The manual connection between the requirements and the code is weak. Ideally, if there was a stronger connection, the requirements can remain while the code could be modernised underneath.
Requirements are an abstract representation of the code. Abstraction is a fundamental principle of computer science. So, the question is: can we leverage the concept of abstraction to make a stronger connection between the requirements and code? The answer is yes, but let's first look at an example of abstraction in science to cement our understanding.
Physicists are currently searching for the Theory of Everything (ToE). The theory will be able to describe the complexity of the universe within a single framework. The challenge is to combine the two modern pillars of general relativity and quantum mechanics into a theory of everything. What has been discovered is that the world is made up of layers of increasingly smaller size. For example, an apple is made of atoms; atoms are made of protons, neutrons and electrons; protons and neutrons are made of quarks; and string theorists believe that quarks and electrons are made from strings. String theory is a possible path to a theory of everything.
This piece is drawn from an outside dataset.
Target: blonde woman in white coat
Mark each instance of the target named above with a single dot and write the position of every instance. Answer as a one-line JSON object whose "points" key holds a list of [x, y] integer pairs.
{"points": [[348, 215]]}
Each layer of the physical world can be used to build a higher layer and eventually you end up with the world as we see it. In a sense, each higher layer is more abstract than the one below. Drawing on this as an analogy, computer scientists use a similar approach to representing software. Software is made from models such as the requirements. The models are built from elements in the meta-model such as entities, services, etc. The meta-model elements are built from the meta-meta-model which provides the basic building blocks of everything.
The names used by physicists are far better compared to what computer scientists came up with and these names could be some of the reason why modelling in computer science is so misunderstood. Regardless, if you think of the analogy we used you will be ok. The important point is this - by formalising the layers we now have the makings of a strong connection between the requirements and the code. This is where it begins to get really interesting.
Imagine that we have created a model of the software. The model is a good abstract representation of the software and includes the requirements, state and behaviour - all describing the intent of the software. At this point, it's possible to use code generators (or as we like to call them - robots) to write the code for you. This is possible because there is a strong connection between the layers, and the model sufficiently describes the software.
This hypothetical scenario is a reality today. These academic areas of research fall under several umbrellas that include model-driven engineering, domain specific languages and product line engineering. As always there is a massive gap between research and industry. At the moment the industry is starting to experiment with how to unlock the inherent power, but like all doors, you need to have the right key.
Finally, let's return to the original problem stated at the beginning of this article, legacy is plaguing the software industry. If the requirements of a software system are captured at a higher level of abstraction in models - and the models are used as first class artefacts in the software process by having robots generate code - the software becomes less susceptible to legacy. This is the beginning of a software developers' theory of everything, and like the physicists, there is a long journey ahead. However with plenty of emerging evidence, this is how to migrate to the cloud.